Advisor:  Evan Snitkin

Multidrug resistant organisms (MDROs) pose a threat to healthcare facilities worldwide due to global prevalence, limited treatment options, and high mortality rates. This dissertation acts as a proof-of-principle study for using whole-genome sequencing and associated clinical metadata to provide actionable insights into MDRO infection prevention and control practices. We focus our analysis on carbapenem-resistant Klebsiella pneumoniae (CRKP) sequence type (ST) 258, an MDRO that is particularly prevalent in long-term acute care hospitals (LTACHs) in the United States (US). Using a comprehensive set of 417 clinical CRKP ST258 isolates collected over the course of a year in 21 US LTACHs, we investigate regional transmission, predictors of infection, and evolution of antibiotic resistance. In addition, we develop three open-source R packages that implement methods developed and applied here: regentrans for studying regional pathogen transmission, mikropml for performing machine learning, and prewas for preprocessing data prior to bacterial genome-wide association studies.

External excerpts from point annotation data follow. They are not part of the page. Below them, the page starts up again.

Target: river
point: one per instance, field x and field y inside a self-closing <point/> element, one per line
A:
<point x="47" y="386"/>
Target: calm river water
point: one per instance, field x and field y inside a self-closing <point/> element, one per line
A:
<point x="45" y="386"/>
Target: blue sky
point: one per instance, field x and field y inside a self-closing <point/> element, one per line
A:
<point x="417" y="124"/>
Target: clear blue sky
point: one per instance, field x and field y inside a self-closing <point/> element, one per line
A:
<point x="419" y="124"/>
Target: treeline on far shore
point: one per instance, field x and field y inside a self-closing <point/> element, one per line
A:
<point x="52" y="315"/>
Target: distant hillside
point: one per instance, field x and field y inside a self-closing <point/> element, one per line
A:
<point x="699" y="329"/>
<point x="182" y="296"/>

First, we reconstructed regional transmission pathways with genomic data and analyzed this network in the context of patient transfer data and patient-level clinical data to identify potential drivers of regional CRKP transmission. We found high regional CRKP burdens in Los Angeles area LTACHs that were due to a small number of introductions with subsequent proliferation occurring via within-facility transmission and patient transfers among healthcare facilities.

As only a subset of colonized patients develop clinical infection, we next used machine learning to determine whether patient characteristics and CRKP genetic background can predict infection status. We found that patient and genomic features were predictive of clinical CRKP infection to similar extents. Genomic predictors of infection included presence of the ICEKp10 mobile genetic element carrying the yersiniabactin iron acquisition system and disruption of the O-antigen biosynthetic gene kfoC in a CRKP ST258 sublineage (clade IIB). Disrupted kfoC was associated with isolation from the respiratory tract, and subsequent ICEKp10 acquisition was associated with increased virulence. These results highlight the utility of machine learning to provide insight into patient clinical trajectories and ongoing within-lineage pathogen adaptation.

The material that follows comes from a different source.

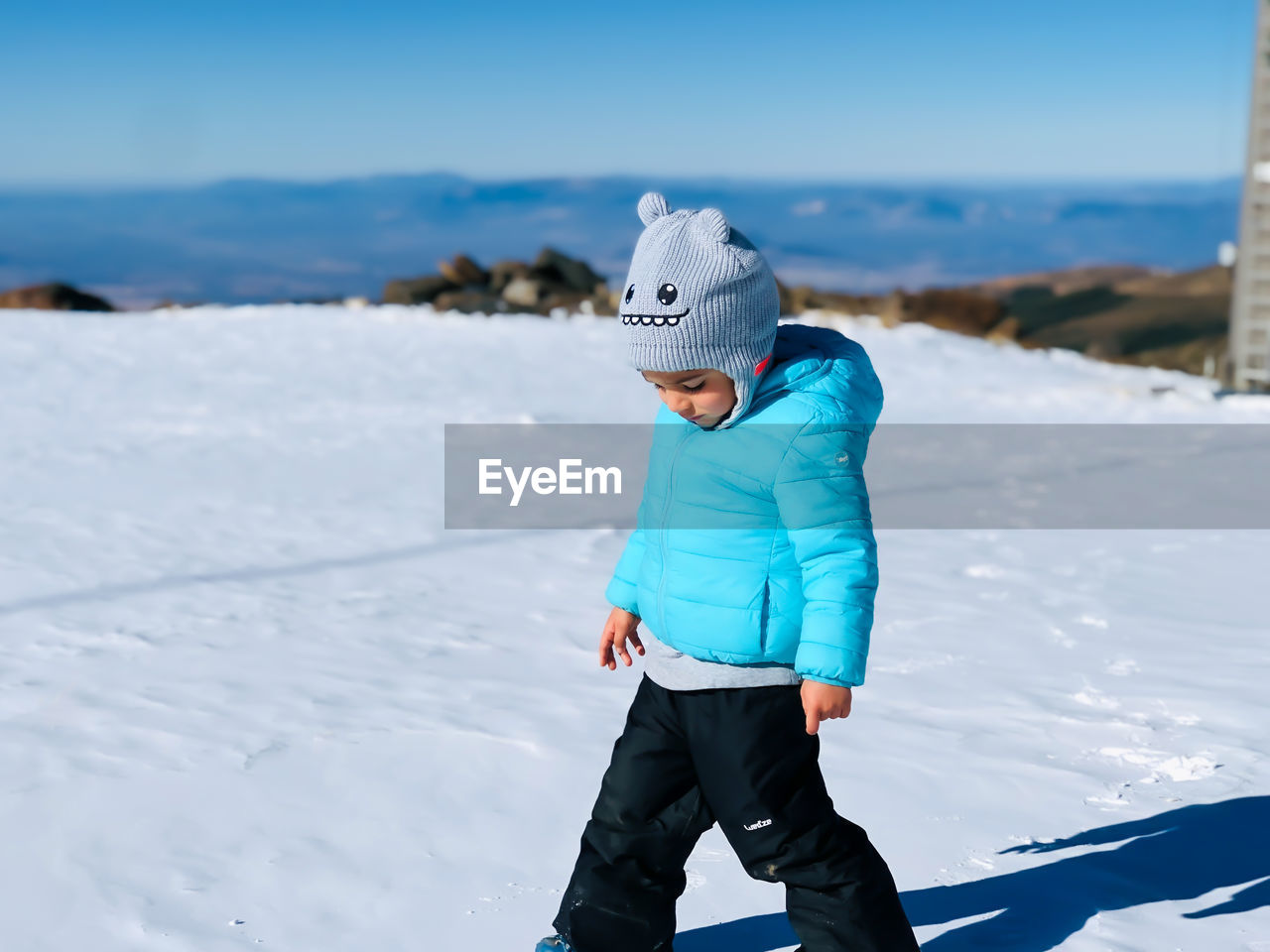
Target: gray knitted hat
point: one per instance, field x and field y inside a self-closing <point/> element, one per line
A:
<point x="698" y="295"/>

Finally, we investigated the evolution of CRKP resistant to the antibiotic colistin, one of the few remaining treatment options for this MDRO. Two large clusters of resistant strains in clade IIB accounted for over half of the detected colistin resistance, in stark contrast to the sporadic resistance events observed in other clades. Moreover, while resistant isolates from other clades were less fit than susceptible non-revertant isolates, clade IIB resistant isolates were more fit, underscoring the potential for continued regional spread of clade IIB colistin resistant strains.

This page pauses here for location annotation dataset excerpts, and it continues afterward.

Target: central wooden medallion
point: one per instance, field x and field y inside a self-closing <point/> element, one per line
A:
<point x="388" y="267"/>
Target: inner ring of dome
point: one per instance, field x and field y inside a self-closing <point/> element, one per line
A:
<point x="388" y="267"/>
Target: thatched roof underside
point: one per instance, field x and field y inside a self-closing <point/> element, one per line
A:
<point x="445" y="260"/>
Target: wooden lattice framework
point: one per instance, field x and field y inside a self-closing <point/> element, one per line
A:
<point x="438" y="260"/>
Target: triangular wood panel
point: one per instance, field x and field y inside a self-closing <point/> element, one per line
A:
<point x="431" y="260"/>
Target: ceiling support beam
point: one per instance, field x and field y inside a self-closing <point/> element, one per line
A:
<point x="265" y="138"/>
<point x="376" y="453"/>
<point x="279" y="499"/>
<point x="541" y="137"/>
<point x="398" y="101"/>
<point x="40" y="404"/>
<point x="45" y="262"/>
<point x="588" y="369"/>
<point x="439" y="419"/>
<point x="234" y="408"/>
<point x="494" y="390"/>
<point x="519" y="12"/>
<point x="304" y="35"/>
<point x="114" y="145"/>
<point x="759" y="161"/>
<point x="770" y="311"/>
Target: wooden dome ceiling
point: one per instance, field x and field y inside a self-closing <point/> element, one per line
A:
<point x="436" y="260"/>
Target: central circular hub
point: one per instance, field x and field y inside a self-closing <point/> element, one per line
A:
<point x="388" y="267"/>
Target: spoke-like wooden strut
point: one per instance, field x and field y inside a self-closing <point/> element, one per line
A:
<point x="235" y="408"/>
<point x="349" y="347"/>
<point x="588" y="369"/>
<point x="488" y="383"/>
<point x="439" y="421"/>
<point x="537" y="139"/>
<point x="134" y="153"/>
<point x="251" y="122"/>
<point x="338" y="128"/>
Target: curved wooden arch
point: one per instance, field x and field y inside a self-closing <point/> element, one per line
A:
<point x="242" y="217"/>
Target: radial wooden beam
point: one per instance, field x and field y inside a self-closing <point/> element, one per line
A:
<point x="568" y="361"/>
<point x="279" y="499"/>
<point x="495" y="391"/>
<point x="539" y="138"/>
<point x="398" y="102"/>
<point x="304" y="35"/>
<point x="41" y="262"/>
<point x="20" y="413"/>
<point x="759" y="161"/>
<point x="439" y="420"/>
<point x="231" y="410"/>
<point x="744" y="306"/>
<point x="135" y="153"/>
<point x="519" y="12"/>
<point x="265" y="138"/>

In summary, we identified an emerging CRKP sublineage that has spread across Los Angeles area LTACHs and appears to have an increased affinity for the respiratory tract, increased transmissibility, and a decreased fitness cost of colistin resistance. Future work should continue to monitor this strain as increased prevalence could reduce the efficacy of colistin as a treatment for CRKP in this region and possibly lead to exportation to other regions. Additionally, these findings highlight the potential impact of incorporating genomic epidemiology into regional infection prevention efforts to identify high-transmission facilities and emerging strains, thereby facilitating the containment of MDROs to the greatest extent possible.